Open treatment may be indicated when there is significant fracture displacement, bilateral injuries, or adolescents with condylar neck injuries. When open treatment is used, plate and screw fixation should be placed along the inferior border of the mandible to avoid damage to unerupted teeth and dental follicles. When tooth follicles occupy a large vertical proportion of the body space and fixation is needed, monocortical fixation with short screws should be used. Theoretically, fixation should not cross the midsagittal plane as it may restrict growth. The position of the inferior alveolar nerve (IAN) also changes during development and should be accounted for when placing fixation. Initially, the IAN is positioned inferior-lingually and progressing superiorly toward the middle of the mandible.
Open treatment of pediatric mandible fractures can be achieved with a variety of materials for rigid osteosynthesis. Most surgeons prefer the use of titanium as for familiarity given use in adults, biocompatibility, accessibility, and ease of adaptation to the skeleton. Titanium osteosynthesis is biomechanically superior to resorbable systems and less technique sensitive. Concerns of growth restriction or translocation of hardware medially and posteriorly with growth has led to planned removal or use of resorbable plating systems.

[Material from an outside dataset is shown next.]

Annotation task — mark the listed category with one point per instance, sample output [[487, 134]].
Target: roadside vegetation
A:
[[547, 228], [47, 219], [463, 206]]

Resorbable osteosynthesis can be used for some mandible fractures. They offer the theoretical advantage of less growth disturbance and can avoid a second operation for removal. Resorbable plating systems are commonly made from polymers of polyglycolic and poly-L-lactic acid that require several months to dissolve. They may require pre-tapping after drilling screw holes. Fixation with resorbable plates should be applied in a load-sharing manner due to less fixation strength. Some surgeons therefore combine a short period of MMF with the use of resorbable plating techniques. Unlike titanium plates, resorbable plates have poor memory and therefore do not provide reliable contouring or overreduction. Previous studies have demonstrated no significant difference in rates of infection between resorbable and titanium plates. ,
Symphysis and body fractures
As tooth buds are protective, fractures due to direct trauma to the symphysis and body occur more commonly in older children. Most fractures are non-displaced and favorable. Children sustaining an isolated and nonmobile fracture may be managed with observation and limited diet. Close monitoring is recommended to allow intervention with changes in the fracture or occlusion.
With mobility or displacement, closed treatment or open reduction internal fixation (ORIF) should be used. A single plate can be placed at the inferior border along with stabilization of the dentition using arch bars or Risdon cables (see Fig. 3 ). As above, width can be restored using a lingual splint ( Fig. 4 ); “Tension bands” should not be used due to developing teeth. The dental fixation can be removed 4 to 6 weeks after fixation and the plate if indicated removed after 4 to 6 months.